Giant Sequoia – Sequoiadendron giganteum



A true living fossil, as these trees can live for up to and over 3,000 years of age, and are one of the planet’s longest living organisms.

Also called the ‘Wellingtonia’ or ‘Giant Redwood’, it is a gigantic evergreen tree and is the planet’s largest tree by volume, and is the tallest tree now growing in Britain. This is a massive tree and can have a girth of up to 8m (26ft). It forms a huge tapering bole with a base flare, with red, deep-fluted bark. The leaves are like green twisted cord, and smell of aniseed when crushed. The small yellow male cones are sometimes abundant at the tips of shoots. The female cones are solitary, sometimes paired, and are ovoid up to 8cm long and 5cm in diameter. It can grow up to 80m (262ft) tall.
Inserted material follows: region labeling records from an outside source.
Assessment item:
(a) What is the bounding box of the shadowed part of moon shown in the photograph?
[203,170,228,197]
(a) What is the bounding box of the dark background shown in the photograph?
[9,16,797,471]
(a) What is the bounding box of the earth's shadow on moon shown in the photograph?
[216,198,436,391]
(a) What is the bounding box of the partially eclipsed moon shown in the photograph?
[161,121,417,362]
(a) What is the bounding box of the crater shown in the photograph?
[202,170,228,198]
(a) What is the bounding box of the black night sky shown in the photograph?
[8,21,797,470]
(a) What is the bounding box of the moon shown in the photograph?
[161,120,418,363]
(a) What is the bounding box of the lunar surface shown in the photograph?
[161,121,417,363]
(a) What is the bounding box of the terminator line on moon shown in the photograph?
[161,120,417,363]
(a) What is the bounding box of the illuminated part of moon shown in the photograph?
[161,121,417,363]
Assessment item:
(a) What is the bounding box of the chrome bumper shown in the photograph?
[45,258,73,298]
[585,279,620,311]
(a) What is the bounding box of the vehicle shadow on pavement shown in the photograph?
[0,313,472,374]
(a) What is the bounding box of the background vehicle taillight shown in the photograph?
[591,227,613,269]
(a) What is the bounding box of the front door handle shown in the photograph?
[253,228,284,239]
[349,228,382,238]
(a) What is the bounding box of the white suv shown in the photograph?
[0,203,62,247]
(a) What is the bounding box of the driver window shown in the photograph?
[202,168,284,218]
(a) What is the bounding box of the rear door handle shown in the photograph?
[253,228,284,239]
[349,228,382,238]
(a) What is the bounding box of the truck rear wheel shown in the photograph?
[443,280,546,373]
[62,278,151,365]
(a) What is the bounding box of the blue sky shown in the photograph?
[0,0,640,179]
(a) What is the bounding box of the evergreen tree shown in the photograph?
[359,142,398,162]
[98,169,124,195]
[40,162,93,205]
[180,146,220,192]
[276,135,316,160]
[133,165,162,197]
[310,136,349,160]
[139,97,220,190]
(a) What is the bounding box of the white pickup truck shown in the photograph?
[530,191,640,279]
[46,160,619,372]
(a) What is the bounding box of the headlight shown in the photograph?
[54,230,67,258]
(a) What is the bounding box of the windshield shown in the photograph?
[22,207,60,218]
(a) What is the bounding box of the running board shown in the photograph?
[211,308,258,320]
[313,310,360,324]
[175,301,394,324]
Planted as an ornamental in parks and large gardens and estates. A native tree of the Sierra Nevada in California and which was discovered in 1852, it was introduced to Britain where it thrives best in the west.

A true living fossil, as these trees can live for up to and over 3,000 years of age, and are one of the planet’s longest living organisms.


Some Giant Sequoia facts


General Sherman: The largest living known Giant Sequoia is in the Sequoia National Park in California, and it is called General Sherman. It is in fact the largest tree by volume, which is 1,486.9 cubic metres (52,477 cubic feet). It is 83.3m (273ft) tall (the tallest is an unnamed tree at 95m (311ft)), and 31.3m (102ft) around its girth at ground level. It is believed to be between 2,300 – 2,700 years old. It has an estimated weight of 6,167 tons. Now that is one big old tree, and the largest known living single stem tree on the planet!

The Waterfall Tree: In Alder Greek Grove, a Giant Sequoia grove located in Giant Sequoia National Monument in California, grows a Giant Sequoia called the Waterfall Tree which holds the world record for the largest base circumference of 47m (154ft) and a diameter of 17m (55ft) of any other Giant Sequoia.